As the 28-year old, who lives on her own, looked over a hastily sprawled budget, she said: “I feel bad about the cigarettes. I could probably stop smoking cigarettes.”
Those seemingly were the only expense that could be cut.
Should Cuomo get his way, fast food workers in his state will not have the same problem.
His plan to gradually increase the minimum wage for fast food workers will affect about 200,000 New Yorkers.
According to the Associated Press, the increase was endorsed Wednesday by a Wage Board that the governor convened after unsuccessful attempts to raise the minimum wage across the board before the state’s legislature.
The plan awaits formal approval from the labor commissioner and critics say that targeting one specific demographic, the fast food industry, attempts to avoid the legislative process.
Cuomo cited the inflated corporate profits of multinational companies such as McDonald’s, which unlike other operations, can afford to increase amounts paid to employees.
The increase would be phased in over three years in New York City and over six years in the rest of the state. It would apply to any fast-food company with 30 or more locations in the state.
Federally, it seems raising the minimum wage has been a long time coming.
This past Friday marked six years since the federal minimum wage was last increased in 2009.

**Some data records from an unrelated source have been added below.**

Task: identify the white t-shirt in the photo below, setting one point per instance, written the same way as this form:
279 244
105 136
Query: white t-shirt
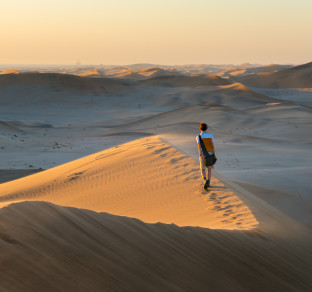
205 135
207 139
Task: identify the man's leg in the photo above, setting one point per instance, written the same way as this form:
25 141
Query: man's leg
209 173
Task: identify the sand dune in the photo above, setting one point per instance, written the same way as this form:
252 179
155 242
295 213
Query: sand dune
65 82
254 70
145 179
250 232
52 248
295 77
10 72
180 80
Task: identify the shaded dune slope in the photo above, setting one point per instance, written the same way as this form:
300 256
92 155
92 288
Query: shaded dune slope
181 80
52 248
145 179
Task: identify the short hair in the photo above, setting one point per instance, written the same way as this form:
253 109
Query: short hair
203 126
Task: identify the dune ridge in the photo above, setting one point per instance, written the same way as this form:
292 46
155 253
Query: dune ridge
144 179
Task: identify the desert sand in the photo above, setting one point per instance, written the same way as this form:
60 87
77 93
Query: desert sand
112 197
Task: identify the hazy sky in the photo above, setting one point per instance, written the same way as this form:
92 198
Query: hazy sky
155 31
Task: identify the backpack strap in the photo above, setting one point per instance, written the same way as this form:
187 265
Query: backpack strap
203 146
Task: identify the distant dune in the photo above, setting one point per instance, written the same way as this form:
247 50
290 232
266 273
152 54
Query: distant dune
181 80
295 77
65 82
254 70
10 72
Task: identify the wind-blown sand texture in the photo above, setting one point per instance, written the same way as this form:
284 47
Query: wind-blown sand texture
145 179
118 203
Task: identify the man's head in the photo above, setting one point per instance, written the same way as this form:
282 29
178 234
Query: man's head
203 127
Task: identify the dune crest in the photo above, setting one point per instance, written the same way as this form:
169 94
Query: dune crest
144 179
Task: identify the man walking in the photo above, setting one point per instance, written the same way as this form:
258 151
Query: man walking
208 140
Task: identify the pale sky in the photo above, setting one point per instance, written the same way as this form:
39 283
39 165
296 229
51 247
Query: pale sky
155 31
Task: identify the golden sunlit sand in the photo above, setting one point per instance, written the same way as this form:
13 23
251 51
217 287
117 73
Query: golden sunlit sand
144 179
119 205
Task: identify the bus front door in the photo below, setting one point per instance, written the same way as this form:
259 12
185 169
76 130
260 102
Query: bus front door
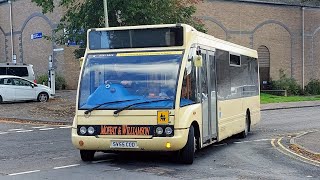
207 89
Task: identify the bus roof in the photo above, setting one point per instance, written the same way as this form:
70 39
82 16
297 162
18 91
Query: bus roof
205 39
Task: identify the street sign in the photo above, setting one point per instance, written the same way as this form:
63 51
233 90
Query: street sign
36 35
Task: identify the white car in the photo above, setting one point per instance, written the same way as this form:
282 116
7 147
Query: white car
14 88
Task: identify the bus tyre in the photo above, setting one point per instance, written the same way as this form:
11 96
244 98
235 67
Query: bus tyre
186 154
87 155
244 133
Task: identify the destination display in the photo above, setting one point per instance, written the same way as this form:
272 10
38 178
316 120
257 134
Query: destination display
136 38
129 130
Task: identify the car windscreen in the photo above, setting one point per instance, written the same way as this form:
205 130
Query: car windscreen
17 71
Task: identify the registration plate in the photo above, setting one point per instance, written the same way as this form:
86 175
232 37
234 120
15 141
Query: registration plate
124 144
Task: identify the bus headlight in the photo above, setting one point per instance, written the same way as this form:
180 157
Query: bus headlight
168 130
159 130
90 130
83 130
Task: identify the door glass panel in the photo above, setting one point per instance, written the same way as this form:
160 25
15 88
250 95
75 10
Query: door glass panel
204 97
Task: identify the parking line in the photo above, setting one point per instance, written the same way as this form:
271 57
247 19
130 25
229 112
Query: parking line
45 129
39 127
15 130
27 172
62 167
24 131
258 140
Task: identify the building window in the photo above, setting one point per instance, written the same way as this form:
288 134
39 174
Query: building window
235 60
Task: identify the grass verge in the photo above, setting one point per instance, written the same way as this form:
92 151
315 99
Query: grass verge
268 98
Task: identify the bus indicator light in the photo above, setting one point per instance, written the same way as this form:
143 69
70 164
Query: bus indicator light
168 145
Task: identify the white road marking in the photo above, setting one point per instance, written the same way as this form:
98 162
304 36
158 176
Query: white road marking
216 145
24 131
45 129
59 158
27 172
15 130
65 127
62 167
258 140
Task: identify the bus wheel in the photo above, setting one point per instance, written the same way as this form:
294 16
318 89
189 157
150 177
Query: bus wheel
87 155
244 133
186 154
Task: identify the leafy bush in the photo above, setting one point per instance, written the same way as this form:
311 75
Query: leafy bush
313 87
285 83
60 81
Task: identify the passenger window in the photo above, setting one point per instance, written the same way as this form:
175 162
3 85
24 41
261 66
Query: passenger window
188 94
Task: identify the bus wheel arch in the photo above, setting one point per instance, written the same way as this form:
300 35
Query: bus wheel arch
186 154
247 125
196 134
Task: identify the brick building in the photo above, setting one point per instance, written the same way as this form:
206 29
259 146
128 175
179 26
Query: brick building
286 34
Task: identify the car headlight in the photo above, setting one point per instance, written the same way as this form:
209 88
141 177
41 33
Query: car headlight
168 130
83 130
90 130
159 130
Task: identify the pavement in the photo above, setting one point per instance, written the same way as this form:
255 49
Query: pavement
306 144
61 110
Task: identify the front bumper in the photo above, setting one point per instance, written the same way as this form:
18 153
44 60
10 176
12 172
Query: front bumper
103 143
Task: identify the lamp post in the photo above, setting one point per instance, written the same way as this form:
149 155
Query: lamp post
105 5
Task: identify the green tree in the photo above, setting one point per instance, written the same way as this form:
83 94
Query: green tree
81 15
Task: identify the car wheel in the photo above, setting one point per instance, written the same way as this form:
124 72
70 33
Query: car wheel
43 97
186 154
87 155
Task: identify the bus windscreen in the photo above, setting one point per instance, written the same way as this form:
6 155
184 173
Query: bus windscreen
136 38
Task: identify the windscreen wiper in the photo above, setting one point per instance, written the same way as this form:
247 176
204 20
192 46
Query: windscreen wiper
109 102
144 102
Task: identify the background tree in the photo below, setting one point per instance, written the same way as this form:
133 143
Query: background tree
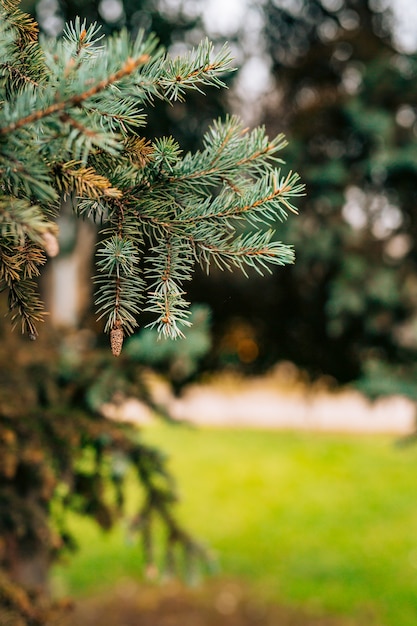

Some businesses have come forward with their contention that raising the minimum wage will not only be good for employees, but good for businesses and the economy in general.
According to the website of Business for a Fair Minimum Wage, comprised of business and executives supporting a federal minimum wage increase to at least $12 by 2020, “The minimum wage impoverishes working families and weakens the consumer spending at the hear of our economy.
The website continues, “Raising the minimum wage makes good business sense. Workers are also customers. Minimum wage increases boost sales at local businesses as workers buy goods and services they could not afford before. And nothing drives job creation more than consumer demand.”
Many Pennsylvania residents are hopeful Gov. Tom Wolf’s support of legislation to increase the minimum wage will provide an impetus to raise the state’s minimum wage for all workers.
Opponents have been quick to voice fears that any increase will cost jobs for residents of the Commonwealth.
The Employment Policies Institute, according to their website, says research shows that raising the minimum wage hurts the least-skilled and least-experienced jobs seeks the most, projecting that should a $10.10 standard be enacted in Pennsylvania, it would cost 30,000 Pennsylvanians their jobs.